Withdrawing from the buffer zone
While the conditions for a deal may be promising, both sides will need to be able to claim victory—on Hezbollah’s disarmament and Israel’s buffer zone in southern Lebanon.
At present, Israeli Prime Minister Benjamin Netanyahu appears to view the campaign against Hezbollah as incomplete. Without sustained US and international pressure, as well as assurances from the Lebanese government of Hezbollah’s disarmament, any prospect of a deal will quickly unravel. There is a widely held feeling in Israel that its northern communities remain uninhabitable without a definitive removal of the Hezbollah threat. Indeed, the current cease-fire with Lebanon was met with dismay across Israel, with 56 percent of those polled believing the Israeli military should remain in southern Lebanon indefinitely. In the days before the cease-fire was announced on April 9, polls showed that a strong majority of Israelis (79 percent) supported continued strikes against their northern neighbor. Many saw Netanyahu as capitulating to Trump when the US president asserted that he had “prohibited” Israel from bombing Lebanon.
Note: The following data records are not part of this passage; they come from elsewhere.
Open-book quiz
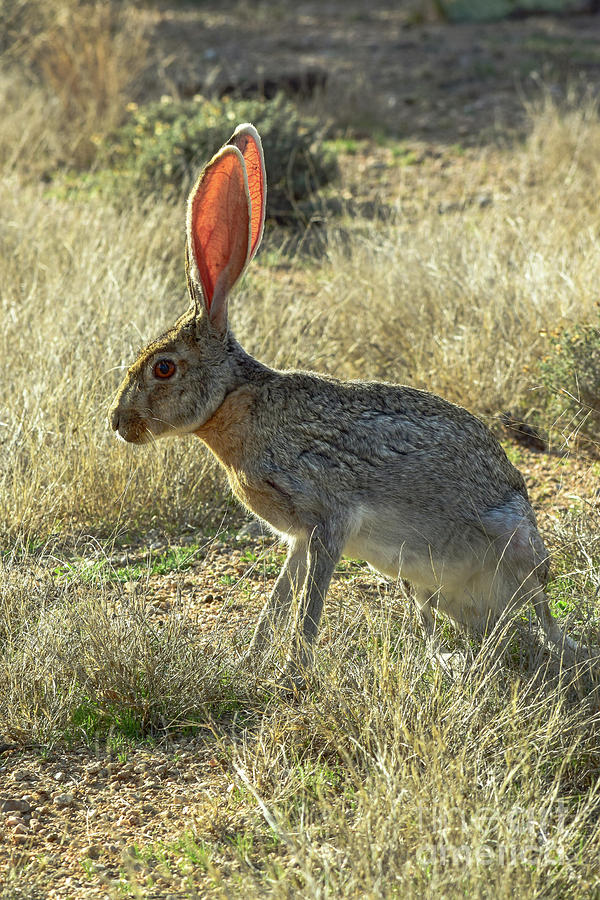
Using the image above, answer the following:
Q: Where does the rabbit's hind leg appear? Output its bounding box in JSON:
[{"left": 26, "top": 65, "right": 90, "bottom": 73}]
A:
[
  {"left": 531, "top": 586, "right": 600, "bottom": 695},
  {"left": 532, "top": 587, "right": 583, "bottom": 663},
  {"left": 490, "top": 513, "right": 589, "bottom": 668}
]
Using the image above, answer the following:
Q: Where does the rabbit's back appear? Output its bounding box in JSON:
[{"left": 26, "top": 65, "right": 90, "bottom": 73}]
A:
[{"left": 248, "top": 370, "right": 527, "bottom": 519}]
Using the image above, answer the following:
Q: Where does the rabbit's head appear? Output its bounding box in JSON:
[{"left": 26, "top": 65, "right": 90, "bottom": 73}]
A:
[{"left": 110, "top": 124, "right": 266, "bottom": 444}]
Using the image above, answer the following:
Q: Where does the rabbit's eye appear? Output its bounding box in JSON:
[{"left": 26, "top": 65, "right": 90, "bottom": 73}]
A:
[{"left": 154, "top": 359, "right": 176, "bottom": 379}]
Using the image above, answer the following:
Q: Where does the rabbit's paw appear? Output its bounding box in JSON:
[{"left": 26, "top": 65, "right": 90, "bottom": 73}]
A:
[{"left": 276, "top": 665, "right": 310, "bottom": 696}]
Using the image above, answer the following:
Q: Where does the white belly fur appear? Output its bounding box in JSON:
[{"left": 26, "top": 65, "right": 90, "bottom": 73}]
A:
[{"left": 342, "top": 501, "right": 539, "bottom": 630}]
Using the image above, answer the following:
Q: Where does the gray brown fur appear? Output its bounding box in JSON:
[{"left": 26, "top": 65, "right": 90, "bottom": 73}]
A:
[{"left": 110, "top": 124, "right": 580, "bottom": 680}]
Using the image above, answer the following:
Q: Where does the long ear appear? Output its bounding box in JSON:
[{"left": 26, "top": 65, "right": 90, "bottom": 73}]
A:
[
  {"left": 228, "top": 123, "right": 266, "bottom": 261},
  {"left": 186, "top": 144, "right": 251, "bottom": 335}
]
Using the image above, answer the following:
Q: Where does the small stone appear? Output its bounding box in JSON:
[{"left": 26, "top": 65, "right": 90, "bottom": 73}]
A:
[
  {"left": 12, "top": 770, "right": 32, "bottom": 783},
  {"left": 53, "top": 793, "right": 74, "bottom": 808},
  {"left": 11, "top": 834, "right": 27, "bottom": 845},
  {"left": 5, "top": 815, "right": 24, "bottom": 827},
  {"left": 53, "top": 772, "right": 66, "bottom": 782},
  {"left": 29, "top": 819, "right": 42, "bottom": 833},
  {"left": 2, "top": 798, "right": 31, "bottom": 814},
  {"left": 84, "top": 844, "right": 101, "bottom": 860},
  {"left": 14, "top": 822, "right": 28, "bottom": 835}
]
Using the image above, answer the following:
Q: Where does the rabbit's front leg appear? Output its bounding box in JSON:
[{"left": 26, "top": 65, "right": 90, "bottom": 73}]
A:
[
  {"left": 247, "top": 536, "right": 308, "bottom": 656},
  {"left": 414, "top": 587, "right": 466, "bottom": 675},
  {"left": 285, "top": 521, "right": 347, "bottom": 680}
]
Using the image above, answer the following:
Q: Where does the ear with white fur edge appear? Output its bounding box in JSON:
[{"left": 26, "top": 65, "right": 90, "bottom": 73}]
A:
[
  {"left": 186, "top": 144, "right": 251, "bottom": 336},
  {"left": 227, "top": 123, "right": 266, "bottom": 261}
]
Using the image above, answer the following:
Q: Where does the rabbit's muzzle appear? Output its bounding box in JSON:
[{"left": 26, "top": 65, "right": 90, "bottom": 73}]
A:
[
  {"left": 110, "top": 405, "right": 120, "bottom": 433},
  {"left": 110, "top": 404, "right": 151, "bottom": 444}
]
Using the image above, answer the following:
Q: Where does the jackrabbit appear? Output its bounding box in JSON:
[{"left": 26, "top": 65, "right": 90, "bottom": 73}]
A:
[{"left": 110, "top": 123, "right": 581, "bottom": 679}]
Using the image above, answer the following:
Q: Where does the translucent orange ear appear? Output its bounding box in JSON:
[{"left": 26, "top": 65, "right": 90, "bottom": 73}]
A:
[
  {"left": 186, "top": 144, "right": 251, "bottom": 332},
  {"left": 228, "top": 123, "right": 266, "bottom": 262}
]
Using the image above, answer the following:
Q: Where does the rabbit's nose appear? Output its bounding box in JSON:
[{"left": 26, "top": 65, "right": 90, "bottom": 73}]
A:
[{"left": 110, "top": 406, "right": 120, "bottom": 432}]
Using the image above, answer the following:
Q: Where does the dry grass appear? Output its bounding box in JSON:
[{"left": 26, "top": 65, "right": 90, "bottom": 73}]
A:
[
  {"left": 0, "top": 77, "right": 598, "bottom": 568},
  {"left": 2, "top": 530, "right": 600, "bottom": 896},
  {"left": 234, "top": 94, "right": 600, "bottom": 429},
  {"left": 0, "top": 553, "right": 240, "bottom": 746},
  {"left": 2, "top": 7, "right": 600, "bottom": 893},
  {"left": 0, "top": 174, "right": 226, "bottom": 539},
  {"left": 2, "top": 85, "right": 600, "bottom": 537},
  {"left": 229, "top": 635, "right": 600, "bottom": 898},
  {"left": 1, "top": 0, "right": 148, "bottom": 173}
]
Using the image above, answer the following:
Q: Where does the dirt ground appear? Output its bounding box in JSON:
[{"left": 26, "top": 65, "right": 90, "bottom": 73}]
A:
[
  {"left": 142, "top": 1, "right": 600, "bottom": 146},
  {"left": 3, "top": 2, "right": 600, "bottom": 896}
]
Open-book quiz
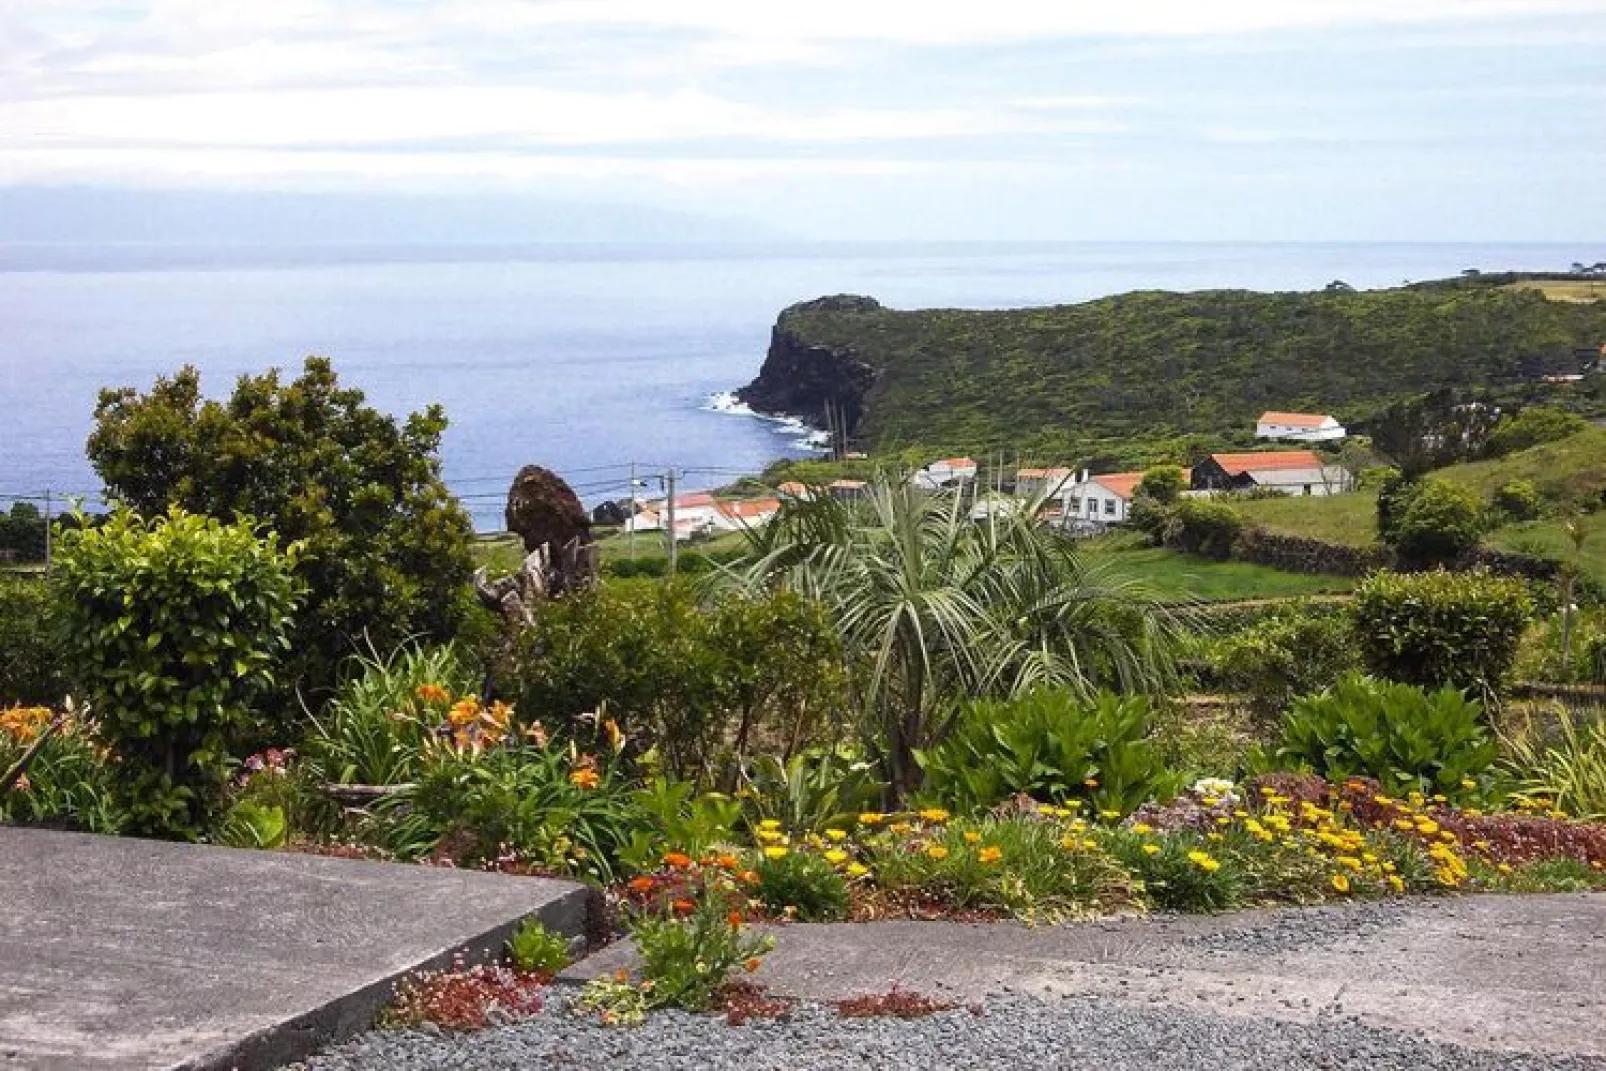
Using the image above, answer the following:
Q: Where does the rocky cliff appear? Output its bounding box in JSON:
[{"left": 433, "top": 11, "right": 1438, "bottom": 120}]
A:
[{"left": 735, "top": 295, "right": 884, "bottom": 439}]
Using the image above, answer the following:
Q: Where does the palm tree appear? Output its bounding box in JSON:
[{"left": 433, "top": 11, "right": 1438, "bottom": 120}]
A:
[{"left": 721, "top": 476, "right": 1179, "bottom": 801}]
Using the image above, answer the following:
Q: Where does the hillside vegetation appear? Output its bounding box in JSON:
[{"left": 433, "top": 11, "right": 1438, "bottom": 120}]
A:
[{"left": 763, "top": 283, "right": 1606, "bottom": 464}]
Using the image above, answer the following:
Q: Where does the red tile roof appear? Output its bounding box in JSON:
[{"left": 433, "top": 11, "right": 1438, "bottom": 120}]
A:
[
  {"left": 1211, "top": 451, "right": 1323, "bottom": 475},
  {"left": 1091, "top": 471, "right": 1146, "bottom": 499},
  {"left": 675, "top": 491, "right": 717, "bottom": 509},
  {"left": 718, "top": 498, "right": 780, "bottom": 520},
  {"left": 1257, "top": 411, "right": 1332, "bottom": 428}
]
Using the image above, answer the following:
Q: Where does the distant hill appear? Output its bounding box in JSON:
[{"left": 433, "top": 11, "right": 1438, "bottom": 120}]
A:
[{"left": 738, "top": 283, "right": 1606, "bottom": 467}]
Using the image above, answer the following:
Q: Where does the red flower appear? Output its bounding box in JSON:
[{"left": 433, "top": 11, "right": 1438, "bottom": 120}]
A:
[
  {"left": 672, "top": 898, "right": 696, "bottom": 916},
  {"left": 727, "top": 910, "right": 744, "bottom": 929},
  {"left": 663, "top": 852, "right": 692, "bottom": 869}
]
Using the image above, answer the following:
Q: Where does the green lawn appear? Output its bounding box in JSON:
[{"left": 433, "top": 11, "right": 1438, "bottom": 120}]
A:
[
  {"left": 1235, "top": 492, "right": 1380, "bottom": 548},
  {"left": 1081, "top": 537, "right": 1355, "bottom": 603},
  {"left": 1436, "top": 427, "right": 1606, "bottom": 506},
  {"left": 472, "top": 528, "right": 750, "bottom": 577},
  {"left": 1486, "top": 512, "right": 1606, "bottom": 586}
]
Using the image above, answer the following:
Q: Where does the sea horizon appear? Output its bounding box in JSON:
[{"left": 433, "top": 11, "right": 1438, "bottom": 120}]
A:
[{"left": 1, "top": 238, "right": 1594, "bottom": 531}]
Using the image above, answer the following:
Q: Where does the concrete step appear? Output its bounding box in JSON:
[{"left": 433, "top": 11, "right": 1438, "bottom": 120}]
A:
[{"left": 0, "top": 826, "right": 592, "bottom": 1070}]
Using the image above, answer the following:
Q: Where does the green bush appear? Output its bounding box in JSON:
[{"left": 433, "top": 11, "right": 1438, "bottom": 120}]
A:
[
  {"left": 1277, "top": 673, "right": 1497, "bottom": 801},
  {"left": 1351, "top": 569, "right": 1534, "bottom": 692},
  {"left": 1382, "top": 477, "right": 1485, "bottom": 566},
  {"left": 1490, "top": 479, "right": 1545, "bottom": 523},
  {"left": 51, "top": 509, "right": 301, "bottom": 838},
  {"left": 742, "top": 750, "right": 883, "bottom": 834},
  {"left": 0, "top": 576, "right": 61, "bottom": 705},
  {"left": 1166, "top": 498, "right": 1244, "bottom": 560},
  {"left": 1210, "top": 603, "right": 1359, "bottom": 721},
  {"left": 914, "top": 690, "right": 1181, "bottom": 816},
  {"left": 0, "top": 706, "right": 123, "bottom": 832},
  {"left": 507, "top": 919, "right": 571, "bottom": 975},
  {"left": 86, "top": 358, "right": 475, "bottom": 698},
  {"left": 1484, "top": 406, "right": 1585, "bottom": 459},
  {"left": 753, "top": 849, "right": 850, "bottom": 921},
  {"left": 1136, "top": 466, "right": 1186, "bottom": 505}
]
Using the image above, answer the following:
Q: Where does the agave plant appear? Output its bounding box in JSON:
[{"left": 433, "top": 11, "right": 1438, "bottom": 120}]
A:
[{"left": 721, "top": 476, "right": 1179, "bottom": 801}]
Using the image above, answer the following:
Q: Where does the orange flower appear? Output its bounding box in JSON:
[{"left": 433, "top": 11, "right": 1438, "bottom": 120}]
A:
[
  {"left": 671, "top": 898, "right": 696, "bottom": 916},
  {"left": 414, "top": 683, "right": 450, "bottom": 704},
  {"left": 744, "top": 957, "right": 763, "bottom": 973},
  {"left": 739, "top": 870, "right": 760, "bottom": 884},
  {"left": 727, "top": 910, "right": 744, "bottom": 929},
  {"left": 716, "top": 854, "right": 740, "bottom": 871},
  {"left": 603, "top": 717, "right": 626, "bottom": 752},
  {"left": 627, "top": 876, "right": 656, "bottom": 895},
  {"left": 663, "top": 852, "right": 692, "bottom": 869},
  {"left": 614, "top": 968, "right": 631, "bottom": 984},
  {"left": 569, "top": 767, "right": 601, "bottom": 790},
  {"left": 447, "top": 697, "right": 481, "bottom": 728},
  {"left": 978, "top": 846, "right": 1003, "bottom": 865}
]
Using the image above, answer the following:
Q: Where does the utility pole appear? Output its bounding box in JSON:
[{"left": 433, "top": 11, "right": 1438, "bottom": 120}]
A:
[
  {"left": 42, "top": 489, "right": 52, "bottom": 577},
  {"left": 627, "top": 462, "right": 637, "bottom": 561},
  {"left": 662, "top": 469, "right": 678, "bottom": 577}
]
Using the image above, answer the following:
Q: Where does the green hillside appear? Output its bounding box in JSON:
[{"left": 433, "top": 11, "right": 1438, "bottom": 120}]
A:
[{"left": 757, "top": 283, "right": 1606, "bottom": 465}]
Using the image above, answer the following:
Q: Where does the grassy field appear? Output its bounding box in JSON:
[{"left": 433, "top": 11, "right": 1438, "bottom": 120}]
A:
[
  {"left": 1078, "top": 536, "right": 1354, "bottom": 602},
  {"left": 1435, "top": 426, "right": 1606, "bottom": 505},
  {"left": 1503, "top": 279, "right": 1606, "bottom": 303},
  {"left": 1486, "top": 512, "right": 1606, "bottom": 583},
  {"left": 472, "top": 528, "right": 750, "bottom": 576},
  {"left": 1235, "top": 491, "right": 1380, "bottom": 547}
]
To sell any sort of peace deal domestically, Israel will need to credibly assert that it has achieved a significant military and strategic victory. Meanwhile, Lebanon must secure a full Israeli withdrawal from the 5–10 kilometer buffer zone in southern Lebanon to avoid domestic backlash for aligning with Israel and to prevent Hezbollah from recasting itself as the “national resistance” against occupation.
Seizing a once-in-a-generation opportunity
Even if both sides agree to these parameters, finalizing any arrangement will be a significant undertaking, particularly on the part of Lebanon. Aoun’s government has taken a measured approach to neutralizing Hezbollah. In part, this is out of a desire to assuage factionalization within the LAF and avoid plunging Lebanon into civil strife. It is also because the LAF’s diminished and outdated military stockpiles constrain its ability to mount a potential operation.
To avoid missing out on what may be a once-in-a-generation opportunity, the Lebanese government needs to figure out a way to act quickly and decisively. While some domestic backlash is inevitable, the conditions are ripe for generating greater buy-in. Many Lebanese did not want Hezbollah to pull the country into the conflict to begin with, and the prospect of restoring calm is urgently needed to enable Lebanon’s economic recovery and address the humanitarian fallout from recent attacks.
The international community can play a role in helping build Israeli confidence in the Lebanese government’s ability to effect long-term change, including by continuing to prioritize building the LAF’s capabilities and spurring economic growth. The United States and France can be expected to carry much of this load given that earlier conceptions reliant on Gulf investment will have been disrupted by those countries’ economic recalibration following Iran’s attacks on them, as well as competing obligations to help with reconstruction and investment in Syria and Gaza. In parallel, international oversight of both Hezbollah’s disarmament and an accompanying Israeli withdrawal from the buffer zone would go a long way in disrupting the self-reinforcing cycles of escalation that have taken place since the 2024 agreement.